CS/CE/EE in the GPT/LLM era

Knowing how to use GPT/LLM is essential

Employers expect their employees to be efficient and productive. GPT/LLM tools can improve the efficiency and productivity of software development and coding.

Important: Students may equate this to using a homework assignment description as a prompt to get a working program for submission. This misunderstanding can be costly in the long run. This is because the complexity of any homework assignments at a community college level is well within the capacity of a GPT/LLM. However, commercial and industrial computer programs are too complex to fit in the context window of a GPT/LLM. As a result, the apparent success of turning in solutions to homework assignments using GPT/LLM tools does not correlate with the actual competency needed in industry.

Go beyond homework assignments

Due to the relative simplicity of homework assignments and the inability of a transcript to differentiate whether the homework assignments are completed manually or AI-assisted, a student needs additional evidence to show their worth to a potential employer.

Internship

Internships are beneficial in many ways, especially when they relate to the area of study.

First, an internship experience allows a student to learn in a more realistic environment. Even if the task of an intern is testing code, the code being tested is commercial/industrial with engineered test cases using a robust test system.

Second, if an intern performs well, the “employer” can serve as a verifiable reference in job applications.

Third, some internships are paid. In many cases, the pay of an internship is the least impactful part of the internship experience.

Personal projects

Internships may not be available to everyone due to scheduling limitations, etc. Personal projects, however, are viable for almost every student.
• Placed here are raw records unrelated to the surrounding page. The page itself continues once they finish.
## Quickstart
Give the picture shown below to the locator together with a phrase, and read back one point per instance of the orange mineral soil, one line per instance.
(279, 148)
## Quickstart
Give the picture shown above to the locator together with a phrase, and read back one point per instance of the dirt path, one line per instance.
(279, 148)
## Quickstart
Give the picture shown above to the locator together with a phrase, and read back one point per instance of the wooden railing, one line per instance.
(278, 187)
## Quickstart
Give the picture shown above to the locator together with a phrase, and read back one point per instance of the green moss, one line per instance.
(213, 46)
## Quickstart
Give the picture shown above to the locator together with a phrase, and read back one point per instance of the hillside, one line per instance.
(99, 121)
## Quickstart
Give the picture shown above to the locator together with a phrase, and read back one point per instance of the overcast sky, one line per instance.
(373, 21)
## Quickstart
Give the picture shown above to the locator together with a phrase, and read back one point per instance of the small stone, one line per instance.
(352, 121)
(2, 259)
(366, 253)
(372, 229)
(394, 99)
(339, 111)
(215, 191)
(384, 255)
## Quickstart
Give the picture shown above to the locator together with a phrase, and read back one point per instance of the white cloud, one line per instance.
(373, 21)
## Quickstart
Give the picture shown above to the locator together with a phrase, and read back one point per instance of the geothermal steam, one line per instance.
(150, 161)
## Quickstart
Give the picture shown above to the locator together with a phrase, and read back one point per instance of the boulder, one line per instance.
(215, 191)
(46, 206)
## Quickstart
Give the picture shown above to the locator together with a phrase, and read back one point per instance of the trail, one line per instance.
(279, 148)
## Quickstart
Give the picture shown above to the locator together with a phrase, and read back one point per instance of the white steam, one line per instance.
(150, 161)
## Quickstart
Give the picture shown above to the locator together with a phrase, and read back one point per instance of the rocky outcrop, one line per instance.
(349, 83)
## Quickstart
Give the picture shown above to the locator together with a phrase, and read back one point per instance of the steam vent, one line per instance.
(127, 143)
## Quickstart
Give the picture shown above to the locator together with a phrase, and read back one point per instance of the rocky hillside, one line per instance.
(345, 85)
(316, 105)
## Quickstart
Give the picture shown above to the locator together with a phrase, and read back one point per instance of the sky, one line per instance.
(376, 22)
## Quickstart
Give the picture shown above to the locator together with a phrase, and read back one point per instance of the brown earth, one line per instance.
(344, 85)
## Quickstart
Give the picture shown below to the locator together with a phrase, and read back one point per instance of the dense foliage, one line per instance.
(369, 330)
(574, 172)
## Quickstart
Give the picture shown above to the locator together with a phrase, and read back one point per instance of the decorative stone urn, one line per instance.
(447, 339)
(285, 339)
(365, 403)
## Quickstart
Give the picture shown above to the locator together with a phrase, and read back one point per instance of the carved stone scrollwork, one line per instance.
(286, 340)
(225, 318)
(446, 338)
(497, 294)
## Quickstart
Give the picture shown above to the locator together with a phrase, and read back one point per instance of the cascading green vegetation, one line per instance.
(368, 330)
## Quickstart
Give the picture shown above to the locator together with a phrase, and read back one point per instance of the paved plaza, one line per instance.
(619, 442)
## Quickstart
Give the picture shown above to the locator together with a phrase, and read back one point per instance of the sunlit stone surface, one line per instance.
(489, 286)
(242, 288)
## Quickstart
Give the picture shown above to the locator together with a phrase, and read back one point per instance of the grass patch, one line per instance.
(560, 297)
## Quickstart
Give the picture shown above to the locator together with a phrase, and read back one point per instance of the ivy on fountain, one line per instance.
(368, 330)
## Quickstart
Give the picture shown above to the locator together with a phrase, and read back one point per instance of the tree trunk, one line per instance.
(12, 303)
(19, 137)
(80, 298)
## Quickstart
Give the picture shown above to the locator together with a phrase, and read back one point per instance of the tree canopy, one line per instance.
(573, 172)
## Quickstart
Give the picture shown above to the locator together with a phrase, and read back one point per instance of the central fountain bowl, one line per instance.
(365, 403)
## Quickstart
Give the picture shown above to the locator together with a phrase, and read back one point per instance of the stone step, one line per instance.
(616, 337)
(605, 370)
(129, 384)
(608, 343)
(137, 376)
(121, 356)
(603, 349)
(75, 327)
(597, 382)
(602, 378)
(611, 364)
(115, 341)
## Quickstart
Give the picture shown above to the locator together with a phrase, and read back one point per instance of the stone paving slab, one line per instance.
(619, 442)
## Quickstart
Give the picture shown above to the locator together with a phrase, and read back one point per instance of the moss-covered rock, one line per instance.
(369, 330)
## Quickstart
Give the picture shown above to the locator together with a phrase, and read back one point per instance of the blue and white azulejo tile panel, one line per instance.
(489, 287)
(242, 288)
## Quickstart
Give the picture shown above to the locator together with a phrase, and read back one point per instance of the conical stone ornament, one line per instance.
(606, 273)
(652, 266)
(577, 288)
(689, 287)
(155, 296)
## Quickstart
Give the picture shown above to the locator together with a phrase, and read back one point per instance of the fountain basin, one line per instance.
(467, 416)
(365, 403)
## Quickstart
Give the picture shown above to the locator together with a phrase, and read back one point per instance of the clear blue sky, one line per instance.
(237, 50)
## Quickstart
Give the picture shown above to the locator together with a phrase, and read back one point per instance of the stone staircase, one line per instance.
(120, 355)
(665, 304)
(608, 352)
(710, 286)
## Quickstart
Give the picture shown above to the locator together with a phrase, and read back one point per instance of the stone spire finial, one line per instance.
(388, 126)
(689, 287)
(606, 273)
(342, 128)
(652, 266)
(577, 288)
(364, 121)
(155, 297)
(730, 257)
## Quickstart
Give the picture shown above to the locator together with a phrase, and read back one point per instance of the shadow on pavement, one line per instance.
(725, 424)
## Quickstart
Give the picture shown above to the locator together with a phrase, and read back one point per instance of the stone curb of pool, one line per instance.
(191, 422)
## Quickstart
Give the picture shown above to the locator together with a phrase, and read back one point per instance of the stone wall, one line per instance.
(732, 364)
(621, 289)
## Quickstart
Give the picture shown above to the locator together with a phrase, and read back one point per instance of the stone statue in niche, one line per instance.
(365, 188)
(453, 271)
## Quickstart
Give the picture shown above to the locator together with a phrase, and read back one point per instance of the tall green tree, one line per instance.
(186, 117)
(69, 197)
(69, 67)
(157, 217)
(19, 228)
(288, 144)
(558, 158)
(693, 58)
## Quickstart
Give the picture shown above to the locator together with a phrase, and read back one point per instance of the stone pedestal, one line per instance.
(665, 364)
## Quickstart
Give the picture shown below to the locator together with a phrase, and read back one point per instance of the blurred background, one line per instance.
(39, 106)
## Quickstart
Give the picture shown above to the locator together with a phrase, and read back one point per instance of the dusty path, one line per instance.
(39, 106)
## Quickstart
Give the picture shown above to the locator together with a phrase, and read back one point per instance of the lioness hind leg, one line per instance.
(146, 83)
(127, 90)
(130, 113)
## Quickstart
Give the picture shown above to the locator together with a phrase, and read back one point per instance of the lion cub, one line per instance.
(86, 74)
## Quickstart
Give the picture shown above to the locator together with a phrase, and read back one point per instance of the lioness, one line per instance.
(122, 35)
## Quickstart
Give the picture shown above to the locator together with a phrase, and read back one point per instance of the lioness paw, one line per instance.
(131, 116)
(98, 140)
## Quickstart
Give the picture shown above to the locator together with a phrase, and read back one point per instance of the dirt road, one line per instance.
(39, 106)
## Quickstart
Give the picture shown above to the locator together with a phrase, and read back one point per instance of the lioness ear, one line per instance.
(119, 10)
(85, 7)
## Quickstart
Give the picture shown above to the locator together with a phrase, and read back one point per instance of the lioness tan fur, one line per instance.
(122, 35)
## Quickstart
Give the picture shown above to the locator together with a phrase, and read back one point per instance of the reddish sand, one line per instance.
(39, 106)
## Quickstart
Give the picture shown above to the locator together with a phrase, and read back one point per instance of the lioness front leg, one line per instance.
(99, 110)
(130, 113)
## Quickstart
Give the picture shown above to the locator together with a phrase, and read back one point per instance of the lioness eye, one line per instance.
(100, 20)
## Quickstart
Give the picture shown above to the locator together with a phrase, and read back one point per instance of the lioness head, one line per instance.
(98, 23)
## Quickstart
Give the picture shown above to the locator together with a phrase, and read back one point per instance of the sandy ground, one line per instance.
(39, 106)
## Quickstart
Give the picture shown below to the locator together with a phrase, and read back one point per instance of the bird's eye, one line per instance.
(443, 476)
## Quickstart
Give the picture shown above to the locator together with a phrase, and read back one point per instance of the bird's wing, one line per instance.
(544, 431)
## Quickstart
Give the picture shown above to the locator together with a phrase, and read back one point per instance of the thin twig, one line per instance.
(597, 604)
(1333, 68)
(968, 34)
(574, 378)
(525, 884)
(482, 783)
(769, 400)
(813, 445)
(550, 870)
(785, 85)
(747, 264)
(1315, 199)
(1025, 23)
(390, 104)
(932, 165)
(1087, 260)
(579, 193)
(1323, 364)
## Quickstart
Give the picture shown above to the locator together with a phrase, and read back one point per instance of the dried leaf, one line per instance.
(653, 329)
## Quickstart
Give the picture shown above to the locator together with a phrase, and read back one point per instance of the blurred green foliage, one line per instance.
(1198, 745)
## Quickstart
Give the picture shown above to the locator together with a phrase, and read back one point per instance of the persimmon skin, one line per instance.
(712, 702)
The main benefit of a personal project that relates to the area of study is that its complexity can easily exceed that of individual homework assignments. While a homework assignment is typically due in one to two weeks, a personal project can span months, quarters, or semesters. Furthermore, unlike homework assignments, the use of GPT/LLM tools is perfectly fine in a personal project. The proper use of GPT/LLM tools can significantly speed up the completion of a personal project.

The key to leveraging a personal project to help with landing a job is documentation in the form of source code commenting, periodic reflection, and summaries of insights. GitHub is an excellent revision control mechanism for tracking documentation because every change is logged. It is essential to check in (commit and push) changes and documentation periodically to prove authenticity. Even draft documents containing thoughts from brainstorming sessions are important.

Professors

Some professors may choose to hide from students, but most are approachable. Demonstrating study area competency to a professor beyond course assessments can be beneficial.

This can be as casual as a weekly visit to an office hour for 15 minutes, discussing fringe/tangential topics related to a course. Regular contact with a professor enables the professor to write recommendations or to serve as a meaningful reference. The effect is compounded if the office hour visits involve discussions of personal projects and other activities that demonstrate competencies that an employer looks for. One competency is the effective use of GPT/LLM tools.

Reinvent the wheel

Starting from scratch is not always an inefficient method, especially in a fast-revolving field.

The key to using this mentality effectively includes the following:

An analysis of how and why existing designs or approaches fail to meet the design objectives is the first step. The “delta” drives the “reinvention” process. If the delta is sufficient, then a “start from scratch” approach may be warranted.

With search engines, a user has to read about the current approaches to adapt them to his/her objectives. This involves some thinking and adaptations in many cases. However, in the age of GPT/LLM, the tool can “do the thinking” and apparently come up with a solution. This convenience is efficient in cases where a person’s objective matches known solutions. Such objectives are seldom applicable in a post-GPT/LLM employment. Getting used to the mentality of “starting from scratch” is, therefore, particularly important in the age of GPT/LLM.